In this visit to her home, it is revealed she left her native culture to marry Jake. Jake is bitter about her family, who he sees as having rejected him for being a ‘slave’. He was considered, within their cultural viewpoint, a ‘black’ but what Jake really is connects to the modern disfunction of the losers in modernity. All of the officials in the movie, including the police and the court officials, are white New Zealanders, and they are who decides everything important, including who gets state housing, who goes ‘on the dole’ meaning gets free money, and under what conditions the state can take children away from a dysfunctional family. Jake is an unemployed loser, and even Beth’s Maori family pegged him as trouble.
A bit of New Zealand history is in order here. The British explorer James Cook discovered New Zealand in 1769 but it wasn’t until 1841 that the British formerly launched a colony there. They had to conquer the locals, the native Māori, which they did after decades of negotiation and battle, but a few decades later, other Pacific Islanders were brought in to do labor under conditions that could easily be called slavery.
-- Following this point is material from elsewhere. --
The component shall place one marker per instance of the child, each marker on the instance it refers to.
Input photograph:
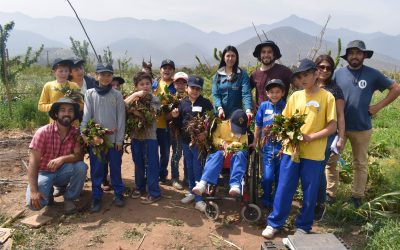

Jake, we can assume, was from this cohort of the population, and perhaps Beth’s family looked down on him for his heritage, but he proved their observations of his low character to be spot on.
Beth believes herself to be Māori, but she has strong Anglo-British features. There was clearly mixing going on in New Zealand history. Jake describes himself as ‘black,’ but he is marginally different from her, and so the complex ethnic mix in New Zealand is a driving force in the film. The complex social structure of New Zealand is a driving force in the story.
The family dynamic, however, is stark and simple and it is all driven by Jake. Over the course of the film, Jake does not change in the least; he doesn’t like ‘lippy’ women, he thinks his two older boys have moved away or been seized by the state because they’ve been spoiled by their mother, he enjoys drinking and songs with his mates, and he has no professional career of note. Beth found him to be charming enough to spend 18 years with him and have five of his kids, but when one of Jake’s friends rapes the middle child, 13-year-old Grace, Beth finally snaps out of her stupor. When Grace hangs herself, Beth is determined to return the girl to her ancestral homeland for burial and take the kids with her. She is returning to the Maori culture, after having realized that living on the bottom of the Anglo industrial culture, where Jake has found a sodden comfortable spot and so many of the decedents of the warrior class of Māori and other Pacific Islanders have landed, is a death sentence for her children.
Rena Owens delivers a great performance as Beth, but the film is owned by Temuera Morrison as Jake Heke. His performance earned him the role of Boba Fete in the Star Wars movie and he’s been busy with that ever since.
This movie holds up very well after nearly 30 years, and demonstrates that the clash between tribalism and modernity spanned the globe.